Keynote

Exploring Emerging Technologies in the HPC Extreme Scale Co-Design Space

Jeffrey S. Vetter, Oak Ridge National Laboratory and Georgia Institute of Technology

Abstract:

Concerns about energy-efficiency and reliability have forced our community to reexamine the full spectrum of architectures, software, and algorithms that constitute our ecosystem. While architectures and programming models have remained relatively stable for almost two decades, new architectural features, such as heterogeneous processing, nonvolatile memory, and optical interconnection networks, will demand that software systems and applications be redesigned so that they expose massive amounts of hierarchical parallelism, carefully orchestrate data movement, and balance concerns over performance, power, resiliency, and productivity. In what DOE has termed 'co-design', teams of architects, software designers, and applications scientists, are working collectively to realize an integrated solution to these challenges.
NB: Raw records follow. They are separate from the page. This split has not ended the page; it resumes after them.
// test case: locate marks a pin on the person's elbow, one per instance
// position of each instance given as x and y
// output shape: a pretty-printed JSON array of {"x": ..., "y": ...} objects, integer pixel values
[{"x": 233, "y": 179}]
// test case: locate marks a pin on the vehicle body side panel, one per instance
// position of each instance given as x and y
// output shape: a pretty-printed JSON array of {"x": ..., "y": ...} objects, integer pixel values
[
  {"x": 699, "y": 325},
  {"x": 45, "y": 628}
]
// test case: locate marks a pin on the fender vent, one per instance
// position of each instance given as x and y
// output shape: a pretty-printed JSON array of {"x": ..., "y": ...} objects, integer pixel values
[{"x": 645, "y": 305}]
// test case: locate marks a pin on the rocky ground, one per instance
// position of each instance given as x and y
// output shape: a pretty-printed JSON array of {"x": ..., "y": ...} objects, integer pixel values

To tackle this challenge of power consumption, we are investigating the design of future memory hierarchies, which include nonvolatile memory. In this talk, I will sample these emerging memory technologies and discuss how we are preparing applications and software for these upcoming systems with radically different memory hierarchies.

CV:

Jeffrey Vetter, Ph.D., holds a joint appointment between Oak Ridge National Laboratory (ORNL) and the Georgia Institute of Technology (GT). At ORNL, Vetter is a Distinguished R&D Staff Member, and the founding group leader of the Future Technologies Group in the Computer Science and Mathematics Division. At GT, Vetter is a Joint Professor in the Computational Science and Engineering School, the Principal Investigator for the NSF-funded Keeneland Project that brings large scale GPU resources to NSF users through XSEDE, and the Director of the NVIDIA CUDA Center of Excellence. His papers have won awards at the International Parallel and Distributed Processing Symposium and EuroPar; he was awarded the ACM Gordon Bell Prize in 2010. His recent book “Contemporary High Performance Computing” surveys the international landscape of HPC. See his website for more information: http://ft.ornl.gov/~vetter/.

Paper Presentations

On the Potential of Significance-Driven Execution for Energy-Aware HPC

Philipp Gschwandtner, Charalampos Chalios, Dimitrios Nikolopoulos, Hans Vandierendonck,Thomas Fahringer

Dynamic Voltage and Frequency Scaling (DVFS) exhibits fundamental limitations as a method to reduce energy consumption in computing systems. In the HPC domain, where performance is of highest priority and codes are heavily optimized to minimize idle time, DVFS has limited opportunity to achieve substantial energy savings. This paper explores if operating processors Near the transistor Threshold Voltage (NTV) is a better alternative to DVFS for breaking the power wall in HPC. NTV presents challenges, since it compromises both performance and reliability to reduce power consumption. We present a first of its kind study of a significance-driven execution paradigm that selectively uses NTV and algorithmic error tolerance to reduce energy consumption in performance-constrained HPC environments. Using an iterative algorithm as a use case, we present an adaptive execution scheme that switches between near-threshold execution on many cores and above-threshold execution on one core, as the computational significance of iterations in the algorithm evolves over time. Using this scheme on state-of-the-art hardware, we demonstrate energy savings ranging between 35% to 67%, while compromising neither correctness nor performance.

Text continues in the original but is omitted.